Teacher Advisory Committee helps administration with big decisions

Teacher Advisory Committee helps administration with big decisions

Jessica Leininger

A group of teachers circle around a flier that models dress code expectations. Guys should have pants pulled up and hoodies down. Girls should have longer shorts and skirts, no midriff showing, thicker straps on tank tops and no cleavage. While these rules get broken every day, and it seems as though there is no consequence for these transgressions, these teachers ask each other: Why? What can we do to fix these everyday issues at RHS? They have taken it upon themselves to better the school by joining the new Teacher Advisory Committee (TAC) at RHS.

Formed after interim principal Mr. Neil DeLuca was appointed, the TAC is a committee of staff members who discuss and problem-solve before school, about once a week as needed. Many teachers are excited to be able to share their views, like English teacher and student council advisor Mrs. Kelley Cusmano.

“I love that our administration is actively seeking teacher input,” Mrs. Cusmano said. “I hope it will give them a new perspective.”

She hopes that the changes made to things like how the graduation speaker is selected will put RHS on the right track, with short-term and long-term goals.

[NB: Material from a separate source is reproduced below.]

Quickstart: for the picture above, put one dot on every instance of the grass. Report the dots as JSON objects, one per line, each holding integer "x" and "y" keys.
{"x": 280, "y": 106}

Getting viewpoints from around the school is important to the TAC, for it allows for a more well-rounded perspective on what real issues around the school are, and how they could be fixed.

Some employees, like technology facilitator Mrs. Karen Carl, have a role that is very specific within the school, and appreciate being able to voice their opinions.

“I work mostly with the teachers,” Mrs. Carl said. “I believe that I have a different perspective on some things because I can see how issues affect every department in the building.”

Being able to have a say in the goings on of the school also builds a sense of synergy in the dynamic RHS environment, with the administrative team of Mr. DeLuca, Mr. Pasquale Cusumano and Mr. Casey Wescott allowing employee morale to build by allowing their opinions to feel validated, according to Mrs. Carl.

“They are not interested in being a dictatorship,” Mrs. Carl said. “They realize that they don’t have the answer to every issue that arises in the building, and are very willing to listen to feedback from the teachers.”

Upon learning about the TAC, seniors Perry Balmer and Ben Catlin immediately jump on the idea. They understand why it’s vital for an educational environment to have input from all angles, so everyone can reap the benefits.

“I think that teachers are closer to the student hierarchy than the administration,” Balmer said. “So the teachers are more in tune with the wishes of the students than the administrators would be.”

When asked what the major issues were at RHS, the boys were excited to toss their own ideas into the pot. Catlin was quick to think of an issue that he saw plaguing the school.

“Juniors parking in the senior lot,” Catlin said. “That’s not cool. I get there in the morning and all the close spots are taken by stupid juniors who want to get there first.”